The true definition of a peril is the exposure to various risks such as injuries, losses and complete destructions. Insurance companies use the word peril to explain particular risks that cause damage that the insurance contract will agree to cover. Or in other words, events that could cause damage to the property covered.

The use of the word peril is often found in homeowners insurance polices and the two main types of homeowners polices are either named peril insurance policies or all risk or all peril insurance policies.

In a named peril insurance policy, the insurance policy will only provide insurance coverage on losses due to particular perils or damages that are specifically named in the insurance policy. Since the named peril insurance policy only covers specific perils, it is usually less expensive than an all risk or all peril insurance policy.

An all risk or all peril insurance policy is an insurance policy that covers all perils except perils that are specifically excluded in the insurance policy. The all risk insurance policy is usually more expensive than the named peril policy because it is more comprehensive than the named peril insurance policy. In addition, the all risk insurance policy is the more popular choice to purchase among homeowners.

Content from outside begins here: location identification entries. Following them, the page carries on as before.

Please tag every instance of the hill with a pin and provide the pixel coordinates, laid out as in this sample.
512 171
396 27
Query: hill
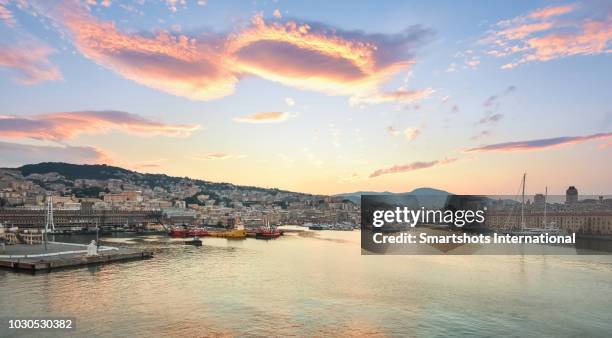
355 197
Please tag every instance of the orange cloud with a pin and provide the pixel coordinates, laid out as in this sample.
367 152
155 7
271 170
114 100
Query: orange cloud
411 133
542 36
319 58
401 95
264 117
402 168
6 16
66 125
30 62
216 156
178 65
540 144
302 55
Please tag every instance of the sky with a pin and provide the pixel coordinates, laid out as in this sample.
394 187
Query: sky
320 97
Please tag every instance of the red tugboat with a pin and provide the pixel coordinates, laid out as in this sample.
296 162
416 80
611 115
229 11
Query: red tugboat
182 232
197 232
178 232
267 233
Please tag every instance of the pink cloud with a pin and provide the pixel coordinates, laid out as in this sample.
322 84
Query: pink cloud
309 56
66 125
401 95
550 11
6 15
543 36
264 117
540 144
402 168
15 154
321 58
178 65
30 62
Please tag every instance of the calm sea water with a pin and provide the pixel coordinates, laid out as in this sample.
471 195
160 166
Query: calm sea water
318 284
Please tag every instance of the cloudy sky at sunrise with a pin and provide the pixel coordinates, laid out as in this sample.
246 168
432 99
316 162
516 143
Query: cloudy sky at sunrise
315 96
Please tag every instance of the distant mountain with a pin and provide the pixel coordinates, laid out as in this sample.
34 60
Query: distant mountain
76 171
425 193
71 172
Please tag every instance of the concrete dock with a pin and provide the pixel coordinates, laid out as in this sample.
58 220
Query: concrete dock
35 258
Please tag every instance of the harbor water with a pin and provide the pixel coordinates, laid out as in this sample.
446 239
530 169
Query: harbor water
316 283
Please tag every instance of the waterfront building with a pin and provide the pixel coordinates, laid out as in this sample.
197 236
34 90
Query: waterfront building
571 195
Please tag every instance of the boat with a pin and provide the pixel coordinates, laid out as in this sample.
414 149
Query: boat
548 229
316 227
194 241
197 232
268 233
182 232
179 232
232 234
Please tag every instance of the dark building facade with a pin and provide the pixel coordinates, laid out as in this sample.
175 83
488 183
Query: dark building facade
72 220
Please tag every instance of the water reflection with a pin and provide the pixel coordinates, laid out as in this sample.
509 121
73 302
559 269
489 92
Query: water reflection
318 284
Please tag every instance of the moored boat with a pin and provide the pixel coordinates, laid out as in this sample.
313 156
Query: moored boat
232 234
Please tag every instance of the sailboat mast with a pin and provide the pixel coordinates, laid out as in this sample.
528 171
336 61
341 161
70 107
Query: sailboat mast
523 204
545 202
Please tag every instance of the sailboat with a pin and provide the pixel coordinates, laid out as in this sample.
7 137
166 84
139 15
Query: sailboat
547 229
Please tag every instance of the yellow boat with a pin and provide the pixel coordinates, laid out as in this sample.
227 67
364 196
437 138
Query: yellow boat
235 233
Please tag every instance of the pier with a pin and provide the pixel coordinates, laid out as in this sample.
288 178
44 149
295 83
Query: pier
34 258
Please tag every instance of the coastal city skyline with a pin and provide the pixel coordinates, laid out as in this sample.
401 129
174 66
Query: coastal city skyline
320 98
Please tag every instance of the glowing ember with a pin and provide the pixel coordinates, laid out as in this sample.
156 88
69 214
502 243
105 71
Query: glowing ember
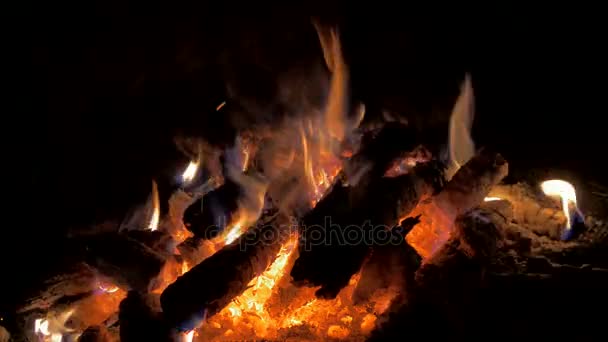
41 326
190 172
565 191
220 106
234 232
492 199
187 337
108 288
461 145
155 218
185 267
52 329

It is important to note that although an all risk insurance policy sounds like it would cover any loss, this is not the case. Since there are specific exclusions in the all risk insurance policy, there is truly no guarantee that “all risks” will be covered. The all risk insurance policy covers the most common risks that can occur or most likely perils that could damage or cause a loss to the protected property.

The most common perils in homeowners insurance include:

Fire: Something that produces a spark, flame or glow. Not smoke. Direct damage due to hostile fire is covered under the fire peril. Hostile fire is a fire that burns where it is not intended to burn such as a bed or curtains.

Lightning: Defined as natural electricity. Lightning directly damaging something or fire caused by lightning are both covered under the lightning peril. Also, damage to the electrical system or appliances in a home due to a lightning strike would also be covered under the lightning coverage but not if the electrical problem comes from the company providing the power.

Explosion: Coverage for an explosion can vary depending on the insurance policy but generally refers to explosions that originate within the covered structure but can also sometimes include explosions that originate outside of the structure and cause damage to the covered structure.

Windstorm: Damage due to wind including cyclones, tornados and hurricanes and covers the outside of the property and the inside of the property if the wind causes an opening to the inside. Does not include damage due to floods.

Hail: Damage caused directly from hail. Hail coverage to the inside of a structure is only covered if the hail itself breaches the structure and causes internal damage so if the hail enters because of an open window, the damage to the interior due to the hail from the open window would not be covered.

Riot or Civil Commotion: A riot is usually defined by three or more people causing damage to a property and a civil commotion is usually defined as damage caused by a large number of people.

Aircraft: Damage caused by any flying machines including balloons, helicopters, airplanes, spacecrafts, and self-propelled missiles.